Workshop 3, Stats for AI

Author

Alberto Dorantes

Published

August 19, 2025

Abstract
This is an INDIVIDUAL workshop. In this workshop we practice with excercises related to the Introduction to Linear Regression Models.

Create a new Google Colab Notebook for this Workshop and share (with Edit priviledges) it with me (cdorante@tec.mx).

For this Workshop, you have to submit the Jupyter file (.ipynb) instead of the Colab Link. You can download directly it from Colab.

The material related to this workshop is covered in Chapters 6 and 7 of my ebook. You can find my ebook at:

https://www.apradie.com/StatsBAbook/

1 CHALLENGE 1

You have to download monthly stock prices (from Yahoo Finance) from Jan 2021 to July 2023 for:

  1. The Mexican IPC market index (ticker = “^MXX”)

  2. The Walmart company (ticker = “WMT.MX”)

  3. The Alfa company (ticker = “ALFAA.MX”)

You have to:

  1. Calculate the descriptive statistics for the 3 variables (find the right data transformation) to show how a good overview of these variables

  2. Calculate the covariance and correlation between: a) The IPC return vs Walmart return, and b) the Walmart return vs the Alfa company. Explain how you calculated your results, and interpret the correlations.

  3. What you can say about the statistical significance of the previous 2 correlations? Calculate the corresponding p-values and Explain with YOUR OWN WORDS.

2 CHALLENGE 2

Run a regression model to examine whether the Alfa return is related to the IPC return. You want to see how sensible is Alfa return with respect to the IPC return. Decide which can be the dependent variable and the independent variable, run the model and interpret the regression coefficients with your OWN WORDS.

3 CHALLENGE 3

Download the following dataset:

https://www.apradie.com/datos/SALES1.xlsx

It is an Excel file with monthly historical sales of 2 chocolate products in a Wholesaler with more than 150 stores in all Mexican states. You have to do the following analysis:

  1. Show important descriptive statistics about these 2 products that give you a good overview of sales and price performance over time. You have to decide what type of data wrangling and/or transformations you need to do, and what type of descriptive statistics can be relevant in this context. Think that you are responsible for the sales of these products at a national level, and you have to present your analysis to your boss.
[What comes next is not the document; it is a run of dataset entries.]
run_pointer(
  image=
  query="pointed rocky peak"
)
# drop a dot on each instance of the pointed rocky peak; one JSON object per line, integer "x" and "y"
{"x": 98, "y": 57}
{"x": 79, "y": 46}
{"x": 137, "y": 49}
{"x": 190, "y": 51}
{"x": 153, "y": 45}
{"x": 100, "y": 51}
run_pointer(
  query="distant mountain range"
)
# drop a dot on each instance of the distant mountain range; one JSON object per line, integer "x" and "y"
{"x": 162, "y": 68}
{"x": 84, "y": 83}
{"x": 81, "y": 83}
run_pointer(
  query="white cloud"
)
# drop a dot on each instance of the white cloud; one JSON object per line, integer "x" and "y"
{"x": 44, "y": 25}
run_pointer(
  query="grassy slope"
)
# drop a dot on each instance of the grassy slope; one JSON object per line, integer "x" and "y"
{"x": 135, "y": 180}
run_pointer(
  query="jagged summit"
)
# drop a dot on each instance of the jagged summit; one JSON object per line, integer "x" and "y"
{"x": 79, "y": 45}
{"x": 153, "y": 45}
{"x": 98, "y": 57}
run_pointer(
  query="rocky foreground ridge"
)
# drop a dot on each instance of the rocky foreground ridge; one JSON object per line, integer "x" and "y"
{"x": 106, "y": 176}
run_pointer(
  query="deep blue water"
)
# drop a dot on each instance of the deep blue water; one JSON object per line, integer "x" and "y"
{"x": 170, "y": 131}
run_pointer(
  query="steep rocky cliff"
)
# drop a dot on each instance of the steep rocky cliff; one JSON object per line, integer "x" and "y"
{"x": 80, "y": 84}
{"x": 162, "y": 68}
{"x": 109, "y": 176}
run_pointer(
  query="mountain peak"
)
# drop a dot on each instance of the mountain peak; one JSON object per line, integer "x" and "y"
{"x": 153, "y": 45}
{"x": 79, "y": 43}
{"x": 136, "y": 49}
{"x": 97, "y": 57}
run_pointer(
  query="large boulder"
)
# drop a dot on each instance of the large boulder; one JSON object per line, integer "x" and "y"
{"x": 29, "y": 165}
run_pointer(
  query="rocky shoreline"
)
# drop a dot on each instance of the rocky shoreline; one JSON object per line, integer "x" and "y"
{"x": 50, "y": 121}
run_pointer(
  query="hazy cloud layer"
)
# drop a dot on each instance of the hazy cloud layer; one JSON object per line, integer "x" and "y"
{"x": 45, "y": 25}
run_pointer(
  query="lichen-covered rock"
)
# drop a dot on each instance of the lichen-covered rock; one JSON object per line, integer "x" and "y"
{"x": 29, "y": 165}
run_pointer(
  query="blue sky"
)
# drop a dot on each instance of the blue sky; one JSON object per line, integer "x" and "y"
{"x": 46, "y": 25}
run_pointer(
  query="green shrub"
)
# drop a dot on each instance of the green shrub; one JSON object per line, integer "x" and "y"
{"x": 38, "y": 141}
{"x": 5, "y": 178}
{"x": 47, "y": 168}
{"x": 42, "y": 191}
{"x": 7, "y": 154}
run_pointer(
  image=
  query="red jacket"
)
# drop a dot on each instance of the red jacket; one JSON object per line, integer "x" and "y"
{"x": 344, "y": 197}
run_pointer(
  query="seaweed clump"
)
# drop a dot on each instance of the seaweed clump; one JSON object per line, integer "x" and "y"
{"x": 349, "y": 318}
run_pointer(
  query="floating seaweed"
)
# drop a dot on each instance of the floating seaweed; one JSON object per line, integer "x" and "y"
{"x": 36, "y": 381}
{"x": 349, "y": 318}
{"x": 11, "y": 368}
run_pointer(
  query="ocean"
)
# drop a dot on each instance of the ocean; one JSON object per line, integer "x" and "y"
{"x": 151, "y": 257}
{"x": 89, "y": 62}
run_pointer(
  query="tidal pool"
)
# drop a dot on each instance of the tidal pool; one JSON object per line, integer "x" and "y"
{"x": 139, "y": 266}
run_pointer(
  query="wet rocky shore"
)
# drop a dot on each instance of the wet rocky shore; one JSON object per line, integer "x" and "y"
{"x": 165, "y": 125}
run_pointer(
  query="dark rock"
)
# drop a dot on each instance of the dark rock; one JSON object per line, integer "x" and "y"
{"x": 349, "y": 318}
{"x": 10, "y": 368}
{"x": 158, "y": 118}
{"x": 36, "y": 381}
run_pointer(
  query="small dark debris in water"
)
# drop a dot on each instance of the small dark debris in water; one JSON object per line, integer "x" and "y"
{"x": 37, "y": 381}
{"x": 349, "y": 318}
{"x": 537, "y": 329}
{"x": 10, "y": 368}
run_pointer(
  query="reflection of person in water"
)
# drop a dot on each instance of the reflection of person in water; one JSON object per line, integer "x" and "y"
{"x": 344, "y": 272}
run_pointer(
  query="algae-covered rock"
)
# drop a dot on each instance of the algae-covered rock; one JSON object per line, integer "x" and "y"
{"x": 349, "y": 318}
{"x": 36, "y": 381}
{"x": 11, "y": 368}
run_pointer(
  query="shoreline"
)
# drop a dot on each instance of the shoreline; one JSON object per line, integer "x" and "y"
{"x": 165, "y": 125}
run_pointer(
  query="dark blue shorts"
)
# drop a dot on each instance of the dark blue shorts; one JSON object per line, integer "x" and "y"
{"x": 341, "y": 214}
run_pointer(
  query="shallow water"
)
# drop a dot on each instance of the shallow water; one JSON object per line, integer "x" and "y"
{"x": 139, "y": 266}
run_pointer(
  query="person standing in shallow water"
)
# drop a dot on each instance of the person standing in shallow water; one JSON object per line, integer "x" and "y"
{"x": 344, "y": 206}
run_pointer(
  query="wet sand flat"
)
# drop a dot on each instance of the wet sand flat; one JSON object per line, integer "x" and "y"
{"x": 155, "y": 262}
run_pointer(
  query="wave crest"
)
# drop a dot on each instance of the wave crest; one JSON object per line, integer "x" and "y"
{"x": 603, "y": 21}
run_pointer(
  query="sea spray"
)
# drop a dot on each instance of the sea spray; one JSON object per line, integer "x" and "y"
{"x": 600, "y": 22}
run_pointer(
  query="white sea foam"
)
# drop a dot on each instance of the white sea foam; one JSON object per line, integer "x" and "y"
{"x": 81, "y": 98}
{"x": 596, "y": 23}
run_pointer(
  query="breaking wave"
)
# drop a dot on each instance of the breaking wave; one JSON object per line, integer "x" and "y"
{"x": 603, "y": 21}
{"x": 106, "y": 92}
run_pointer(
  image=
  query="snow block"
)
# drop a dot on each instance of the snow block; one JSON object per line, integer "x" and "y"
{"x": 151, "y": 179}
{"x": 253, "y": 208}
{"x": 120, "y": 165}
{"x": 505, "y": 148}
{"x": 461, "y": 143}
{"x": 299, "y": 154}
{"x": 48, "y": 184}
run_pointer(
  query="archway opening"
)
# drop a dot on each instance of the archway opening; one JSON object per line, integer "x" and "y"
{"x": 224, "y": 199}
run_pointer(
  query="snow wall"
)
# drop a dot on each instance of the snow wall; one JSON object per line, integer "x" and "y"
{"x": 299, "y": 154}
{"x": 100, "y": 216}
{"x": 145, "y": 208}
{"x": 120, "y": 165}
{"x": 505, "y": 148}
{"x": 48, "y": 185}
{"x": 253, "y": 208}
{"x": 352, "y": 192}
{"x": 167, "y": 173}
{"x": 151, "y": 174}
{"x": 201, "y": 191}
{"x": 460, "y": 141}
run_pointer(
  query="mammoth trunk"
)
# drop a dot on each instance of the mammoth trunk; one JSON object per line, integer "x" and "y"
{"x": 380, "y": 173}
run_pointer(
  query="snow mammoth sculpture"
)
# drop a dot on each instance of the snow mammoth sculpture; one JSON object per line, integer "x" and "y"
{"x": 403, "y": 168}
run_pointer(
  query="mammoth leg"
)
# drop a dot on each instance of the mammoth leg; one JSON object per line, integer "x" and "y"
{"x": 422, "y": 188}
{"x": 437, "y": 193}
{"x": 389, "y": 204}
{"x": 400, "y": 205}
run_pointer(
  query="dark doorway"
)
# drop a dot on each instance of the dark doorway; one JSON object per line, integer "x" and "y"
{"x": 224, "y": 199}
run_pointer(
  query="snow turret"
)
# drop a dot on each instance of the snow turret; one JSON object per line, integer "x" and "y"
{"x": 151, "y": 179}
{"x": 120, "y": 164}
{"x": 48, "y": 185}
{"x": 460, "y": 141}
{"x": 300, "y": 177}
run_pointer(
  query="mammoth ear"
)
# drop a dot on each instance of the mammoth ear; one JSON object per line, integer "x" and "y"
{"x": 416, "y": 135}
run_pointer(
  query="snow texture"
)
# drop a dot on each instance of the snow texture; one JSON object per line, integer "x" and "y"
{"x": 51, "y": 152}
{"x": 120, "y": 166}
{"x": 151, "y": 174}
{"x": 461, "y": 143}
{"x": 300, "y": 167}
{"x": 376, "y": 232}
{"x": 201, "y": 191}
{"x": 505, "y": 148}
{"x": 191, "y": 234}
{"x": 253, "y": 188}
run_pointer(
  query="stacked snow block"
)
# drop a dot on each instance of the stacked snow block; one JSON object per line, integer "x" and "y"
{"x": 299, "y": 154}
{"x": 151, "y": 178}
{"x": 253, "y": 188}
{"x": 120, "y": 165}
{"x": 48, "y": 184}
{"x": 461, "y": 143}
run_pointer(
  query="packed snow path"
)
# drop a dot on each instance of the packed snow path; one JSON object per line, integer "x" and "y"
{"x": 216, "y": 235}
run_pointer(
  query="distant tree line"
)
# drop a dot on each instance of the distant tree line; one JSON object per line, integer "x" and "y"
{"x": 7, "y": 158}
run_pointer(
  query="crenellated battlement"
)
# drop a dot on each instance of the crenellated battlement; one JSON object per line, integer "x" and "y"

  2. For each product, design a regression model to estimate their direct price elasticity. Price elasticity refers to how much sensible is a consumer product to price changes. In other words, on average what is the percentage change of volume sold with respect to percentage change in price. You have to:

  1. Decide the data wrangling/transformations and decide the dependent and the independent(s) variable(s) for each model,

  2. For each product run a regression model to estimate the price elasticity, and interpret the model WITH YOUR OWN WORDS.

  3. Besides changes in price, what other variables can you consider that might influence changes in sales volume? Just explain your ideas about this with your OWN WORDS.